Kedim Minnoş’un daha önce yaşamış bir kedimin reenkarnesi olduğuna inanan biri olarak, bu kitabı okurken ayrı bir zevk aldım. Kitap boyunca Minnoş’un ve Kekik’in benimleyken kaçıncı hayatlarını yaşadıklarını düşündüm. Minnoş, coğrafi keşiflerin hat safhaya çıktığı dönemlerde bir denizcinin meraklı kedisi olabilirdi. Ya da yeni şeylere merakı, korkusuz cesareti, kıvır kıvır kıvırtması, sevecenliğiyle rönesans zamanında yaşamış tutkulu bir besteci olurdu. Kekik ise, laboratuvarında sabah akşam çalışan, temkinli, biraz asosyal, sistematik bir bilimadamının kedisi idi herhalde. Ama her iki durumda 3. ya da 4. hayatlarını yaşıyor olmalarını isterdim. Hem hayata karşı daha tecrübeli olurlardı hem de önlerinde uzuuunn hayatlar olurdu. Hem böylece sakar kedim Minnoş, balkon demirlerinde dolaşırken içim daha bir rahat ederdi.

İşte size yaz için biraz macera, biraz dedektiflik, biraz aşk kokan harika bir kitap!

26 Aralık 2005 Pazartesi

Kediler Aşık Olabilir mi?

Aşkı sırf tek ırkla sınırlamamak lazım. Kedi, bazı insana farklı bağlanıyor. Onun için evdeki herkesin farklı bir rolü oluyor.
  
Kekik için annem, “anne” ve “sevgili”. Kimseye göstermediği ilgiyi ona gösteriyor, ‘hadi sevgilim yatağa’ dediği zaman babamdan önce, bol tüylü yukarı kalkmış kuyruğu yaylanarak koştura koştura yatağa gidip annemi bekliyor. Ola ki annem yolda mutfağa, banyoya uğrayıp randevusuna gecikirse hımmmppf yapıp kurulduğu yastıktan kalkıyor, onun yanına gidip bekliyor. Eninde sonunda yanına geleceğini bilse bile...
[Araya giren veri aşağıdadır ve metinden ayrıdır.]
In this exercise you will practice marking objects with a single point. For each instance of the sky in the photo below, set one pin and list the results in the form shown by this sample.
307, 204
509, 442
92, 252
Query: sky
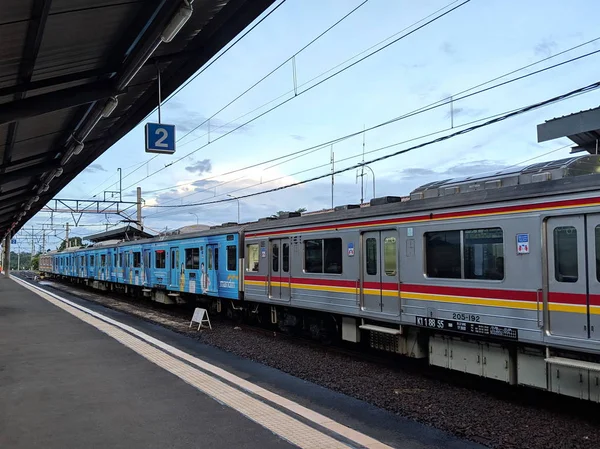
477, 42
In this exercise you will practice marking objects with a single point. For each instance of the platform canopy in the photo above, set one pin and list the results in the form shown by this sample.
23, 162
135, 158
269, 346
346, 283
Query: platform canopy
583, 128
77, 75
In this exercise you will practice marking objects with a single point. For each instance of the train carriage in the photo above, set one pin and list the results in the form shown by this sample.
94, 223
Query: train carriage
495, 276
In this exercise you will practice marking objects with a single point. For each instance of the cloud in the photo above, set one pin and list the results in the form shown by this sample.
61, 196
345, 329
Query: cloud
415, 171
459, 170
475, 168
189, 120
545, 48
448, 48
94, 168
465, 112
200, 167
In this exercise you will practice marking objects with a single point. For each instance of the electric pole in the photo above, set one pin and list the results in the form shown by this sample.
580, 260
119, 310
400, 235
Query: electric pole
139, 208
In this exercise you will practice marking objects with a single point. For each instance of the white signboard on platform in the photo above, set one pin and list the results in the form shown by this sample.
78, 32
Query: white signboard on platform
522, 243
200, 317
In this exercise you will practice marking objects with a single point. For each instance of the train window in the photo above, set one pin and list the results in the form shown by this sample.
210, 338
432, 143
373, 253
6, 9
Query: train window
565, 254
252, 257
389, 256
160, 259
442, 250
275, 248
323, 256
192, 259
285, 263
313, 256
333, 255
371, 254
137, 259
484, 254
231, 257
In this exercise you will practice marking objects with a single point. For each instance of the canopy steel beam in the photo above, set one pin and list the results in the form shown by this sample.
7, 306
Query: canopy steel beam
53, 101
33, 40
32, 170
55, 81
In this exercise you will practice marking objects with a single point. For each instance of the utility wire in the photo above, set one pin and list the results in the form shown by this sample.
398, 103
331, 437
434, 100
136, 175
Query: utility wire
302, 92
275, 69
429, 107
203, 69
523, 110
361, 155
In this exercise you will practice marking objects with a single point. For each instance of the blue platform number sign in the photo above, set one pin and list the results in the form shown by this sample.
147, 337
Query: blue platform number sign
160, 138
350, 249
522, 243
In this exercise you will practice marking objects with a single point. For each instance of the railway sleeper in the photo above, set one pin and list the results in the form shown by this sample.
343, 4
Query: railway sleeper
561, 372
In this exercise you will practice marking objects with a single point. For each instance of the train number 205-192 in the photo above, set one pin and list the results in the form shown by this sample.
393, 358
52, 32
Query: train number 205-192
465, 317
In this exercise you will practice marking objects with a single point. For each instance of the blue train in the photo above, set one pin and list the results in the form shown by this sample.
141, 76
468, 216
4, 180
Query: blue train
165, 268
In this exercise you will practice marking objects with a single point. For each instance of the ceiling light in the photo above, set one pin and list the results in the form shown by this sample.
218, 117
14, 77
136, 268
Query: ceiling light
109, 108
78, 148
177, 22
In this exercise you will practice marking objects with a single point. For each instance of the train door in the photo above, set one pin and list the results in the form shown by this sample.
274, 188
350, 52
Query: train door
146, 265
212, 267
174, 272
279, 271
567, 277
593, 268
379, 286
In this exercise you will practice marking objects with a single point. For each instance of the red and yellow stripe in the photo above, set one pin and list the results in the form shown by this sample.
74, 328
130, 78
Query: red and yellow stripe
512, 299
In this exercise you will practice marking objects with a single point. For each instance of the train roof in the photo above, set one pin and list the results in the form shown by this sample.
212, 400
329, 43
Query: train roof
578, 174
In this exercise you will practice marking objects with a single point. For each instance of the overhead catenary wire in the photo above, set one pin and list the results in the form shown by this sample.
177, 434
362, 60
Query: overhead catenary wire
368, 152
520, 111
302, 92
203, 69
291, 58
454, 98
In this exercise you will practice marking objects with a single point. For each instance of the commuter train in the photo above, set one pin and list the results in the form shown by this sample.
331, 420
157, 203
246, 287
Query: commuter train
497, 275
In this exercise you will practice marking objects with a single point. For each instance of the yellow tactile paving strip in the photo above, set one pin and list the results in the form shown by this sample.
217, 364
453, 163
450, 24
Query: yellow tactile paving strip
285, 426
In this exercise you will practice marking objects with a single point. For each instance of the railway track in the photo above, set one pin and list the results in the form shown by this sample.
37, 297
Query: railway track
488, 412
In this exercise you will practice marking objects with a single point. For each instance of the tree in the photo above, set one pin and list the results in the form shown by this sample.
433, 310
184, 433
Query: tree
282, 212
74, 241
Ben, mamacı, kumcu, zaman zaman oyun oynatan ama genelde iğneye götüren kötü cadıyım. O taşıma kabına ne zaman yaklaşsam Kekik, soluğu salon köşe kanepesinin en dibinde alıyor. İki büklüm kanepe altından onu çıkardıktan sonra üstüme işereyek beni ödüllendiriyor. Zaten yılda topu topu 3-5 kere olan bu ziyaretlerin onun iyiliği için olduğunu tüm yol boyunca anlatmaya çalışsam da nafile... Ancak mama kabını doldurunca benle barışıyor ve yüzüme bakıyor.

Kekik için kardeşim bir fışfış kayıkçı, bir oyun/mıncık adamı. Elmyra tarzı öpülüp mıncıklandıktan sonra kendini kardeşimin kucağından öyle bir fırlatışı var ki...

Babamsa akşamın geldiğini ve dolayısıyla –sanki bütün gün yayılmıyormuş gibi- ‘yorgun’ günün ardından koltuğa yayılıp gevşeme zamanının geldiğini gösteren kişi. Gerçi annem koltuktaysa, yine hiçbirimizin yüzüne bakmıyor.

Herkesin rolü bu kadar farklı ve kesinken içimizden birine özel olarak yaklaşması da doğal. Şahsen burada biraz alınganlıkla biraz da göğsümü kabartarak, aşkım Kekik’in benim yerime annemi seçmiş olduğunu söyleyebilirim.

Aynı pozisyona daha sonra Minnoş’un beni seçmiş olması da biraz olsun yüreğimi dindiriyor.  

Bir insan kediye aşık olabilir mi? Bir kedi insana aşık olabilir mi?

Adı aşk değildir belki ama o yoğunluğu tanımlayacak başka bir sözcük bulamıyorum. Gözümün önündeki resmi çizmeye başlamadan önce, Kekik’in dimdik gözlerinin içine baktığım sık zamanlarda, eğer o bakış birkaç dakikayı bulmuşsa, gözlerinin içindeki anlamın değiştiğine şahit oluyorum. Sıradan, o anlık bir bakış olarak başlıyor ve saniyeler içinde “bakmak”tan “görmek”e kayıyor. Göz bebekleri büyüyor, uzaktaki karanlık bir noktaya yoğunlaşır gibi daha da kararıyor, kulaklarını hafiften arkaya çektiği için alnı geriliyor. Ve bakmaya devam ediyor. Ben pes edip sulanmış gözlerimi kapayana ya da başka tarafa çevirene kadar sürüyor bu.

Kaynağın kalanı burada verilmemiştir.